One comic, titled “Punchline,” shows dinosaurs on a stage. A dinosaur is reading a script for the “Punchline” comic he is starring in and says he doesn’t find it funny. The inspiration for this comic started when his little sister mentioned a “supersaurus,” or superhero dinosaur, at lunch one day. William decided that dinosaurs doing human activities would make a good joke.

“If there’s something that happens that’s funny in real life, I might build off of that and try to put it in a more cartoony form,” he said.

William’s mom, Joy, said that his style is largely influenced by those he reads in books and newspapers. His dry wit, often breaking the fourth wall, comes from classic newspaper comics like Scott Adams’ “Dilbert” and Jim Davis’ “Garfield.” It’s unusual humor for a 9-year-old.

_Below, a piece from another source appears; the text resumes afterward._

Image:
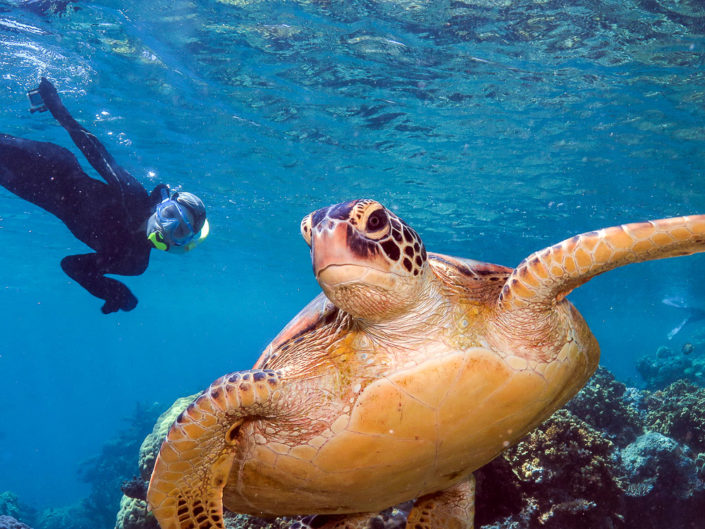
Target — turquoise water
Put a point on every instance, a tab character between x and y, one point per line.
494	127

“We encourage exploration of all different creative areas, and this is one he’s held onto tight,” said Joy.

While his cartoonist heroes focus their body of work on a single character, William finds that limiting. He prefers to bring as many characters to life as possible.

“I get lots of inspiration and it’s hard for me to just stick to one basic comic,” he said. “Sometimes in school, when I’m supposed to be doing math or something, a cartoon character will come up and just flick into my brain. I try to still pay attention, but I try to keep it on my mind so I don’t forget and can try sketching it out when I’m done.”

William said his homework load has lessened since schools closed due to the coronavirus pandemic, so he has more time to draw. His comics are a welcome source of comfort in otherwise uncertain times.

“Sometimes I can just kind of break down because I can’t see my friends or I’m scared something’s going to happen to my grandparents,” said William. “So it kind of helps keep my mind off something that might make me sad or fearful.”

When William is not drawing, he enjoys reading, watching Star Wars and playing Minecraft with friends online. In fact, a new comic idea of his involves Jedi made out of Minecraft blocks.

Joy is glad to see her son’s artistic side growing, but said it has literally started expanding all over the house. She finds papers full of drawings in the car, under the couch, on every table and spread across the floor.

“There’s this war of, I love the creativity, and I love that he’s letting it all flow onto paper, but it’s a mess,” she said.

Whether he meets the greats or not, William is determined to build a career out of his drawings and learn what life is like for professional cartoonists. He’s waiting for the day when he will earn a weekly slot in the comics section of the Sunday newspaper.